You: "Great! Let me clarify a few things. Are we doing image-to-image search (upload a photo, find similar products), text-to-image, or both? And what's the catalog size?"
Interviewer: "Both. Let's say 100 million products."
You: "Got it. The core idea is to use a model like CLIP that can encode both images and text into the same embedding space. This lets us search with either modality.
For 100 million products, I'd use a two-stage approach: 1. Indexing: Pre-compute embeddings for all product images, store in a vector index 2. Search: Encode query (image or text), find nearest neighbors in the index
For the vector index at this scale, I'd use FAISS with IVF+PQ—it gives good recall (~90%+) with much smaller memory footprint than exact search.
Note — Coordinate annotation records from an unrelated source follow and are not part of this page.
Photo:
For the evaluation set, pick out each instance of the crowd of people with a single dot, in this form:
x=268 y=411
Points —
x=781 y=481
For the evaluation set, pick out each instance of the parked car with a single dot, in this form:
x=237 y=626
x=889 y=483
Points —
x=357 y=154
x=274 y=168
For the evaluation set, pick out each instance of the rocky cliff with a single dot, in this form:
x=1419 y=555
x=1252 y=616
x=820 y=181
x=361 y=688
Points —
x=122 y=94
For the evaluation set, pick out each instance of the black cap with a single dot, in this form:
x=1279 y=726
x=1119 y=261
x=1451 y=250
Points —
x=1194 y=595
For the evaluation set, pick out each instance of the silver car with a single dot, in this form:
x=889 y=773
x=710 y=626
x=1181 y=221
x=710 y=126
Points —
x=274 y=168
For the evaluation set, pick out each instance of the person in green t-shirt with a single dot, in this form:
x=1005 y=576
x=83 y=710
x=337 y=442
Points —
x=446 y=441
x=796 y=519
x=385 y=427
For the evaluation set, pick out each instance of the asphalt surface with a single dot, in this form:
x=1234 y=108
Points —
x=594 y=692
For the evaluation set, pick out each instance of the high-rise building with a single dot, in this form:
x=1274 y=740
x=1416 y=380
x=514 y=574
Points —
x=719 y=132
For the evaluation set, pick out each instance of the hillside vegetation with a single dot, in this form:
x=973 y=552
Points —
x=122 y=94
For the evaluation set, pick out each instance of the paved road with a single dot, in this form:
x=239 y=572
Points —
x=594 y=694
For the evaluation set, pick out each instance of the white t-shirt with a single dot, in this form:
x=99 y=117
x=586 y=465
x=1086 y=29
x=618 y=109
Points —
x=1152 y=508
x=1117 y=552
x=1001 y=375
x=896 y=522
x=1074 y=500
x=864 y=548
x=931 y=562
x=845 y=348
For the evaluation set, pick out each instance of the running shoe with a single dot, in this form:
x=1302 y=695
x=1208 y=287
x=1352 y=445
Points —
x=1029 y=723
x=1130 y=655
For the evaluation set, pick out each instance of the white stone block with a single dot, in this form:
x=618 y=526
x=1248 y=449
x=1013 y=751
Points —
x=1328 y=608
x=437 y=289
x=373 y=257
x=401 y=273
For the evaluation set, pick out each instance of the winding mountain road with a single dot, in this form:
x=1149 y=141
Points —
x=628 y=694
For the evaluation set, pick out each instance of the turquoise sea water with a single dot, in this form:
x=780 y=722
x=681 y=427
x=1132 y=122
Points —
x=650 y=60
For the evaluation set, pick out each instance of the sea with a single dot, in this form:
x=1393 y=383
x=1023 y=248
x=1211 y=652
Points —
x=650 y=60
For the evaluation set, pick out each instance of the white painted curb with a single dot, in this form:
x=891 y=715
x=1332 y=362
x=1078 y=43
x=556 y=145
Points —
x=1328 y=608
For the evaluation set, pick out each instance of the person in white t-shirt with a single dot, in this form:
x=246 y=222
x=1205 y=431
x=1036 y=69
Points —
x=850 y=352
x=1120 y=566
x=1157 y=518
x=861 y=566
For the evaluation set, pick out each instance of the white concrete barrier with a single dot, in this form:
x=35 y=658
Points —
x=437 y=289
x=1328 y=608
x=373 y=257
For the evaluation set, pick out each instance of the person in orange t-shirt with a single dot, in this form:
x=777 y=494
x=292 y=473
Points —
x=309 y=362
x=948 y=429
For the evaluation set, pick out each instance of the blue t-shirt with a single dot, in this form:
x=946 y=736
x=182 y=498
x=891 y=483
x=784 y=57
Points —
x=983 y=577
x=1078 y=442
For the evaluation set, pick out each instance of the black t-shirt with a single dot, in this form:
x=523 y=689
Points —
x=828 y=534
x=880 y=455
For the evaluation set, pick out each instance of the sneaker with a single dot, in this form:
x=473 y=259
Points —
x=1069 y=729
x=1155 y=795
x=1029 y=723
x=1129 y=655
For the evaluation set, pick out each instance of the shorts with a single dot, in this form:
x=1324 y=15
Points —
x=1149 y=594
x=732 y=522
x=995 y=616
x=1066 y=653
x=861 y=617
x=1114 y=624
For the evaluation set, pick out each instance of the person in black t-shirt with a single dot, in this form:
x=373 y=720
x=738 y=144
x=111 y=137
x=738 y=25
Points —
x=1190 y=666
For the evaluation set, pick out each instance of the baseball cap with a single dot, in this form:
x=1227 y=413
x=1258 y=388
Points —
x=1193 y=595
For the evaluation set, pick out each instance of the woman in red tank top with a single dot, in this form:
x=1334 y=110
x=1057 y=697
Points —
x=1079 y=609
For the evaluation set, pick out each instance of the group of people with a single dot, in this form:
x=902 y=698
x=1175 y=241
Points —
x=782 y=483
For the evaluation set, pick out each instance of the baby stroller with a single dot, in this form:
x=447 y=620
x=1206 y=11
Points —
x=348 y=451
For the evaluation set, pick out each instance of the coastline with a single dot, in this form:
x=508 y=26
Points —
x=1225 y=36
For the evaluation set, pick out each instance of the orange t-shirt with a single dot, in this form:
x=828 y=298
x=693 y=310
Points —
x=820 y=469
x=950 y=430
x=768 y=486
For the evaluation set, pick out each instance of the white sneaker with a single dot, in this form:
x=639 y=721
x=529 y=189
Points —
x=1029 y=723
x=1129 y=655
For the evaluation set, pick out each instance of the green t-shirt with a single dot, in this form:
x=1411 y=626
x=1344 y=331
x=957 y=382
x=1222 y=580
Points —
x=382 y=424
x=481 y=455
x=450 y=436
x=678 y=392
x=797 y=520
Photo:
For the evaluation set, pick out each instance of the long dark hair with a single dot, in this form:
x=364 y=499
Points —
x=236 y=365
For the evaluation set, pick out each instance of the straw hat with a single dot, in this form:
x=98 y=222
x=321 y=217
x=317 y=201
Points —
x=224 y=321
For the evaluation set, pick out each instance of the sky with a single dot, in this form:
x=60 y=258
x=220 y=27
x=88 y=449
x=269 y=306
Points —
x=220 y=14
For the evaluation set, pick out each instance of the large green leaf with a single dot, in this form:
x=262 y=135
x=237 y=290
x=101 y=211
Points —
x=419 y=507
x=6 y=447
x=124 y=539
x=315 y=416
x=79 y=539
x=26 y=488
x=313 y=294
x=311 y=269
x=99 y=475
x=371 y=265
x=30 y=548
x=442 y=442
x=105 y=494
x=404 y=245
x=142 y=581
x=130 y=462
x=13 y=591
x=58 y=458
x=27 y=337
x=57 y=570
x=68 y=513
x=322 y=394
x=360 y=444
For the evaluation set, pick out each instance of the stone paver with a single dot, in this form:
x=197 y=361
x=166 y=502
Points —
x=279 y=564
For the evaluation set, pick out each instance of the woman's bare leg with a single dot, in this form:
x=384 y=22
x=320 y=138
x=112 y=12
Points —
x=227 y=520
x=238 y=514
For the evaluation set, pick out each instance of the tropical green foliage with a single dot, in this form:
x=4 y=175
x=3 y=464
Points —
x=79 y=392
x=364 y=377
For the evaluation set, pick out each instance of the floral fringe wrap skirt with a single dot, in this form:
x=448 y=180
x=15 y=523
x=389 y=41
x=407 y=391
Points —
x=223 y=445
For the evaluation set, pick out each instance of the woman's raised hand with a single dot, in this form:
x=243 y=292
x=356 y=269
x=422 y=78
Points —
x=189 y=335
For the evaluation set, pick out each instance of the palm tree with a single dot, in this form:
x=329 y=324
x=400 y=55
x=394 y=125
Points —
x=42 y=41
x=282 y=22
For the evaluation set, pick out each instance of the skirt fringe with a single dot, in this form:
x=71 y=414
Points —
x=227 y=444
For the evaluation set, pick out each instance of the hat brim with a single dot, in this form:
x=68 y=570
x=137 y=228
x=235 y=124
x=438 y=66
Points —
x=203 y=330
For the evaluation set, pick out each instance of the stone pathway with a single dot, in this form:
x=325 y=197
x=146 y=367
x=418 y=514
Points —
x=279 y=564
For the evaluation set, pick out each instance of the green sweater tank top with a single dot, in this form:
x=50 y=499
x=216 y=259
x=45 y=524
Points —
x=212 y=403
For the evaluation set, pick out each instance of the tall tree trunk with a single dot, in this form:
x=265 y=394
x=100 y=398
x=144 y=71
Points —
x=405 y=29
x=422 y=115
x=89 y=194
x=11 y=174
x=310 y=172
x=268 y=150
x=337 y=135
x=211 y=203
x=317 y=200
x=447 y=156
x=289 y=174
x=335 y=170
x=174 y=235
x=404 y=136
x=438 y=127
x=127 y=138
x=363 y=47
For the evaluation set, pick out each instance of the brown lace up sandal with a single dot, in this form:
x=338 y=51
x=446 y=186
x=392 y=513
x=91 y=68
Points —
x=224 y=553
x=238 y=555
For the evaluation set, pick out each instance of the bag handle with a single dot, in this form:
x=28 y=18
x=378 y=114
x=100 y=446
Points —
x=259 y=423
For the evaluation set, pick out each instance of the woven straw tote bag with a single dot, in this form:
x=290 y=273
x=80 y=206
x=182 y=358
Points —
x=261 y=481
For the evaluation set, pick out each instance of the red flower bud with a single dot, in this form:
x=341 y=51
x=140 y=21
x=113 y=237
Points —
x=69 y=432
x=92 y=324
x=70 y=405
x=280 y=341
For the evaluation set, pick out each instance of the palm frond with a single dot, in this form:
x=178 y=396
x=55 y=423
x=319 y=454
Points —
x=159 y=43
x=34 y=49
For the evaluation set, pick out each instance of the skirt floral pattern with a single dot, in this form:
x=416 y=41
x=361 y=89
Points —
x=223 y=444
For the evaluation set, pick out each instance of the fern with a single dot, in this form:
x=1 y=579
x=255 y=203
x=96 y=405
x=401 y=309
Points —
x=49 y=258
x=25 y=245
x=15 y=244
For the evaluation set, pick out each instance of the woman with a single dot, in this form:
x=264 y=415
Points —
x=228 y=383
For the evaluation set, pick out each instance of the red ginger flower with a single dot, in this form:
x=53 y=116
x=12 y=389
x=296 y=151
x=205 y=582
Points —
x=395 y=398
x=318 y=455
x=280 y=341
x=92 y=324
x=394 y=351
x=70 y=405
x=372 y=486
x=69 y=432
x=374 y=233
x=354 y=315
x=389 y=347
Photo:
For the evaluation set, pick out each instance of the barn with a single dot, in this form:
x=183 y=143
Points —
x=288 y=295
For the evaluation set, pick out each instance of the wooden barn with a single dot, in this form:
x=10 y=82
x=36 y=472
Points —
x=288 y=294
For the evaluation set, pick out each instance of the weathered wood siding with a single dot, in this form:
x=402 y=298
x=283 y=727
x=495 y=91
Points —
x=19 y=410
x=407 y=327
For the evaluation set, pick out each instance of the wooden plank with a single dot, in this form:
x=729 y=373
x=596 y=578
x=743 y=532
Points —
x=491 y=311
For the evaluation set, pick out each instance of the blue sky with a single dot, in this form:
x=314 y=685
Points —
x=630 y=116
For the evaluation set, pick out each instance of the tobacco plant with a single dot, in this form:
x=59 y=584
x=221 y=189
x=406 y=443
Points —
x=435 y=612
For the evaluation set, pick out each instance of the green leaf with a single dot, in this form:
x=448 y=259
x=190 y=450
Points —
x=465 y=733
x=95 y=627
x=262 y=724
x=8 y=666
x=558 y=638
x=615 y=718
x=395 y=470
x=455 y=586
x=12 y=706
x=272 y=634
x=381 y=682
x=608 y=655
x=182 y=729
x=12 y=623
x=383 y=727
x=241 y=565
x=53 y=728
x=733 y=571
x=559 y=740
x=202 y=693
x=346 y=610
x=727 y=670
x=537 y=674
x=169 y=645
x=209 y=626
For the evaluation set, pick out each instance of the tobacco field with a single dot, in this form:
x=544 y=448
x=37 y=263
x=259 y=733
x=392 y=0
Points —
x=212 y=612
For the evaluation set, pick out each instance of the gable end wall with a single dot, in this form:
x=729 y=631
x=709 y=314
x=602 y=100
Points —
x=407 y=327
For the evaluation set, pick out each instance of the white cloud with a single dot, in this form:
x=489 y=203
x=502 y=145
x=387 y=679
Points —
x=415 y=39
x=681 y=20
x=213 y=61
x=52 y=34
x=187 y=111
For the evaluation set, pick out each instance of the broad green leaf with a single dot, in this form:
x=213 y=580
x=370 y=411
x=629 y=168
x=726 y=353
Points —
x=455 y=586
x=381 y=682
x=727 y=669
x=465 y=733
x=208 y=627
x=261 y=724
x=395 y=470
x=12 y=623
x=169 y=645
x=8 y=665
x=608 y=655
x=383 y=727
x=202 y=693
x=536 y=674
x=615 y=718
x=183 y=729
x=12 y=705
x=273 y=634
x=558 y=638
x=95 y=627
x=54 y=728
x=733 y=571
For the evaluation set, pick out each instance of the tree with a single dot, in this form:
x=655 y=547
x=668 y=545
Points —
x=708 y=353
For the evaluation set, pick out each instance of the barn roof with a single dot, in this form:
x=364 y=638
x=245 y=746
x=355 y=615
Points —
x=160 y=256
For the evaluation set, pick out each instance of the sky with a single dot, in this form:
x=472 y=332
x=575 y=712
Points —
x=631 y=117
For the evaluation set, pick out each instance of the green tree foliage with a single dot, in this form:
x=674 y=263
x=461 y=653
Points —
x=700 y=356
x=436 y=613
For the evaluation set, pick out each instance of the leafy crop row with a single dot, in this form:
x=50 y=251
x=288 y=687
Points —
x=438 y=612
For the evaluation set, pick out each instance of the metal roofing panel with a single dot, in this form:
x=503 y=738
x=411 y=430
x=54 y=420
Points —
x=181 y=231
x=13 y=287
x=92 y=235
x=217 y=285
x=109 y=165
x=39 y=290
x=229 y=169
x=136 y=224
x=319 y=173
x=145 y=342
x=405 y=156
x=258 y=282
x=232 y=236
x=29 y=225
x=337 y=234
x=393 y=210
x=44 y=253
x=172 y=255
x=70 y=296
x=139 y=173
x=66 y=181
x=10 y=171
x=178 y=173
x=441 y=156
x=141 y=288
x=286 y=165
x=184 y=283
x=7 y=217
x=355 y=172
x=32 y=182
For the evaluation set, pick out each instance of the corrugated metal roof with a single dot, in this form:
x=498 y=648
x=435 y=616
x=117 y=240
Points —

We partition the vectors into clusters and use product quantization for compression.
The search flow is: 1. Receive query (image or text) 2. Encode to 512-dim vector using CLIP 3. ANN search to get top 100 candidates 4. Apply filters (category, price) 5. Re-rank with additional signals (popularity, ratings) 6. Return top 20
For real-time indexing of new products, I'd use a Kafka consumer that encodes new product images and adds them to the index.
Want me to dive into any component?"
Summary¶
| Component | Technology | Rationale |
|---|---|---|
| Encoder | CLIP ViT-B/32 | Multi-modal, high quality |
| Vector Index | FAISS IVF+PQ | Scales to 100M+ |
| Managed Alternative | Pinecone/Milvus | Easier operations |
| Caching | Redis | Query/embedding cache |
| Batch Indexing | Airflow + GPU | Initial index build |
| Real-time Indexing | Kafka consumers | New product updates |
| Re-ranking | Custom model | Combine similarity + business |
Image search combines deep learning with efficient data structures. The key insight is that neural networks transform the visual similarity problem into a vector distance problem, which we can solve at scale with approximate nearest neighbor algorithms.